Constant Flux Relation for diffusion limited cluster-cluster aggregation

TL;DR

This paper establishes a universal constant flux relation for diffusion-limited cluster aggregation, deriving a unique scaling exponent for correlation functions that is independent of system dimension and transport details.

Contribution

It derives the CFR for binary aggregation with scale-invariant kernels and analyzes the conditions for its realization, including locality criteria and applicability across dimensions.

Findings

The CFR exponent is unique and dimension-independent.

Locality criterion determines the realizability of CFR scaling.

Numerical simulations support the theoretical predictions in one dimension.

Abstract

In a non-equilibrium system, a Constant Flux Relation (CFR) expresses the fact that a constant flux of a conserved quantity exactly determines the scaling of the particular correlation function linked to the flux of that conserved quantity.
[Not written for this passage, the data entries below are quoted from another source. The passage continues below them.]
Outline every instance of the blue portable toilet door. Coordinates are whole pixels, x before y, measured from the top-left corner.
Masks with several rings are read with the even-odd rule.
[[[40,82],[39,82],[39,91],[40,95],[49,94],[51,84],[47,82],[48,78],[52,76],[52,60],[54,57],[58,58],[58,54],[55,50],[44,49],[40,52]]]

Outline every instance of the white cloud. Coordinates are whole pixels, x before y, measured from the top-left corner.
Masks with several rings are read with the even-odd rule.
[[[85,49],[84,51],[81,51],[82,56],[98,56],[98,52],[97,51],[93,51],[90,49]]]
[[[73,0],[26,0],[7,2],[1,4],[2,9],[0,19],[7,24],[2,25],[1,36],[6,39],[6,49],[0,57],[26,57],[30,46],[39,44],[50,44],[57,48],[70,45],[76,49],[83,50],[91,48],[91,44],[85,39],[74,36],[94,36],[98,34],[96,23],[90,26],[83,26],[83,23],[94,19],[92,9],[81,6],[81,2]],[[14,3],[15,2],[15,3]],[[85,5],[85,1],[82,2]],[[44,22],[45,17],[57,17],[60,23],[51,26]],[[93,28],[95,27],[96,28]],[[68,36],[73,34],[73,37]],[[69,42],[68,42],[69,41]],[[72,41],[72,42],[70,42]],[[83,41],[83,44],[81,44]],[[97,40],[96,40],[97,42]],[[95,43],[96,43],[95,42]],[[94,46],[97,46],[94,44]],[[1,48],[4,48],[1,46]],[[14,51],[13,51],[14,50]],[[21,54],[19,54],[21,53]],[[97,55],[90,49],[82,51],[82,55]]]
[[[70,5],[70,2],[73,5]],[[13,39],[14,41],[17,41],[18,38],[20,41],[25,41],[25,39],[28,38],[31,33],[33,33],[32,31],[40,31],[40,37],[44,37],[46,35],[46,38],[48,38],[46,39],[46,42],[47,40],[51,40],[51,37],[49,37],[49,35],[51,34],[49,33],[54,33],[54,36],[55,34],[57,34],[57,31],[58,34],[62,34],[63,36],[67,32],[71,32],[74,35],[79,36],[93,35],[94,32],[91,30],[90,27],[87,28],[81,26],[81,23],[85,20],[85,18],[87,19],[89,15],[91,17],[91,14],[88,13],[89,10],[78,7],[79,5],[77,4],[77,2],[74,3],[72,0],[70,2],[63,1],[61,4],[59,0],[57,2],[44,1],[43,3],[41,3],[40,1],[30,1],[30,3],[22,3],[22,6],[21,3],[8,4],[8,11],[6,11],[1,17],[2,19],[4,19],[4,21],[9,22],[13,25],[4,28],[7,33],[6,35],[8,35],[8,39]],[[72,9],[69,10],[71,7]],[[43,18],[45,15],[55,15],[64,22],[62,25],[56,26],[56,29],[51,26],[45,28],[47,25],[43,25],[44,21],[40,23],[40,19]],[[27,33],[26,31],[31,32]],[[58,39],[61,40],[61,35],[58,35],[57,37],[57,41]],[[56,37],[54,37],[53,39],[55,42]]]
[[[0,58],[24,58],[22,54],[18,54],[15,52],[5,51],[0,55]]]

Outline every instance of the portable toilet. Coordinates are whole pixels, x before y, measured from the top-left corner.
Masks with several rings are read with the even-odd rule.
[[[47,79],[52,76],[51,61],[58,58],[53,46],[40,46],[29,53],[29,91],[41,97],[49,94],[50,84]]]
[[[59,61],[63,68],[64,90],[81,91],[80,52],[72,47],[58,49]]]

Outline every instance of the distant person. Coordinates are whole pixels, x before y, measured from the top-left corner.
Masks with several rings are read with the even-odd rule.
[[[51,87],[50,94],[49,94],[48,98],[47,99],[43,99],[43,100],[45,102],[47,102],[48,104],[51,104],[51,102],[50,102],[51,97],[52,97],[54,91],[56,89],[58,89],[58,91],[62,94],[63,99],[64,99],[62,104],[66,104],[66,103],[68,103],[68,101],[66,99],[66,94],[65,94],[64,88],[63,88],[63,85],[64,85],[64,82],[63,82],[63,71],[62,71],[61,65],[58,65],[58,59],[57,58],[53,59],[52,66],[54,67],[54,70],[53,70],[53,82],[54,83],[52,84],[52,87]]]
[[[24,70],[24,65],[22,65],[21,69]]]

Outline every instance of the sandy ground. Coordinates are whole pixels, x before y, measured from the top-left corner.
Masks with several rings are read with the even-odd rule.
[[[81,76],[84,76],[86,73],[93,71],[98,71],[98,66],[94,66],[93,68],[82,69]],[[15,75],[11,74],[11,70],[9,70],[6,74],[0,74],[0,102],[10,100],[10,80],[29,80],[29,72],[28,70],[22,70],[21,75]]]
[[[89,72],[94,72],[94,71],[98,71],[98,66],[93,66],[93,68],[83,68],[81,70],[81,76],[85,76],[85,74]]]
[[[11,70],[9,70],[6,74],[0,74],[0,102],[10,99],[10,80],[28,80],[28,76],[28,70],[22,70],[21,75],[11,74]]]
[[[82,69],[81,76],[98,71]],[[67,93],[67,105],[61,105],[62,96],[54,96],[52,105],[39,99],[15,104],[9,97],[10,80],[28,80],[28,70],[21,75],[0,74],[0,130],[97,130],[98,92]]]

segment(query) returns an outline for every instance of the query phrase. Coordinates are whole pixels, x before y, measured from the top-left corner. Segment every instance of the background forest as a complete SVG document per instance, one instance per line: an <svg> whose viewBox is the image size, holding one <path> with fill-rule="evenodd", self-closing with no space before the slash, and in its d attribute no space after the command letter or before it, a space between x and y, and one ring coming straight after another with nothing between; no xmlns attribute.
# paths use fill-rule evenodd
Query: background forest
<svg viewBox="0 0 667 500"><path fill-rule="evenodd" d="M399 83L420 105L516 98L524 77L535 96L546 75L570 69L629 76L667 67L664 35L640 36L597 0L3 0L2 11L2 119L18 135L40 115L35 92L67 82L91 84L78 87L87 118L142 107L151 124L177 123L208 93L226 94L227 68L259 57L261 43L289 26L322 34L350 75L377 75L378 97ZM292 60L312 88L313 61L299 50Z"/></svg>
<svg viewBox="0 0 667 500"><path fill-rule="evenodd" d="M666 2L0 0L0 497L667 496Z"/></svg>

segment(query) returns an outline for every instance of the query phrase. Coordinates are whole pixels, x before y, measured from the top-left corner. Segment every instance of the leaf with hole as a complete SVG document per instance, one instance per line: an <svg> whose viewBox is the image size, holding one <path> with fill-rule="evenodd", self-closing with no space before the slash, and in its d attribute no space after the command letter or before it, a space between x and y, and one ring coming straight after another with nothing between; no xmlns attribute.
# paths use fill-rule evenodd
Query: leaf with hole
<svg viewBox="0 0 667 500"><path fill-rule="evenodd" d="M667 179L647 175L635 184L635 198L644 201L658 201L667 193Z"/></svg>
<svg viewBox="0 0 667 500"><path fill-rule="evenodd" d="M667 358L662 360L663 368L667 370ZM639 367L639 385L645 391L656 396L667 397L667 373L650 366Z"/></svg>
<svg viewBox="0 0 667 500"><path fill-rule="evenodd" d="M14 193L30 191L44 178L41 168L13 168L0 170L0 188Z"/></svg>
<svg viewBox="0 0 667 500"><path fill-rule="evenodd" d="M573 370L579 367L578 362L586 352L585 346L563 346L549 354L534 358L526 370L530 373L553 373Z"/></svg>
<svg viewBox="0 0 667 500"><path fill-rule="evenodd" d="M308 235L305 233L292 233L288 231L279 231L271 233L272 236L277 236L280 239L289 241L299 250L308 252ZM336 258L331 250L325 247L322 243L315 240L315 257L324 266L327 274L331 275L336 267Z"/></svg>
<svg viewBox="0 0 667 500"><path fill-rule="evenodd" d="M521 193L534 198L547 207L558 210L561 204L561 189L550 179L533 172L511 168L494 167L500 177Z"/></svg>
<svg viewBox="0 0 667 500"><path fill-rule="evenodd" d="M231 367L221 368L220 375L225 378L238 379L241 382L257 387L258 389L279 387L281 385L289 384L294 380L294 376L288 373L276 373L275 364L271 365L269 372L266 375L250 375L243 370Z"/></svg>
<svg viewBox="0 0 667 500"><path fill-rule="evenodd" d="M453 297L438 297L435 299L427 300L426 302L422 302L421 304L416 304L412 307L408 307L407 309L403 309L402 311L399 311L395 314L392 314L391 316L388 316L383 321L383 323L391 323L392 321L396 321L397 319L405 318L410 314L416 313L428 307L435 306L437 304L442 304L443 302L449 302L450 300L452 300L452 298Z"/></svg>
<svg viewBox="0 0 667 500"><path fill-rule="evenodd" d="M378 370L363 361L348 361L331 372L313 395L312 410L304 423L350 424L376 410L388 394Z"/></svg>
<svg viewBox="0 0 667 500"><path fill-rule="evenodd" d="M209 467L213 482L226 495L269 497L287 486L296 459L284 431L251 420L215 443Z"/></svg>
This is true regardless of whether mean--field theory is applicable or not. We focus on cluster--cluster aggregation and discuss the consequences of mass conservation for the steady state of aggregation models with a monomer source in the diffusion-limited regime. We derive the CFR for the flux-carrying correlation function for binary aggregation with a general scale-invariant kernel and show that this exponent is unique. It is independent of both the dimension and of the details of the spatial transport mechanism, a property which is very atypical in the diffusion-limited regime. We then discuss in detail the ``locality criterion'' which must be satisfied in order for the CFR scaling to be realisable. Locality may be checked explicitly for the mean-field Smoluchowski equation. We show that if it is satisfied at the mean-field level, it remains true over some finite range as one perturbatively decreases the dimension of the system below the critical dimension, $d_c=2$, entering the fluctuation-dominated regime. We turn to numerical simulations to verify locality for a range of systems in one dimension which are, presumably, beyond the perturbative regime. Finally, we illustrate how the CFR scaling may break down as a result of a violation of locality or as a result of finite size effects and discuss the extent to which the results apply to higher order aggregation processes.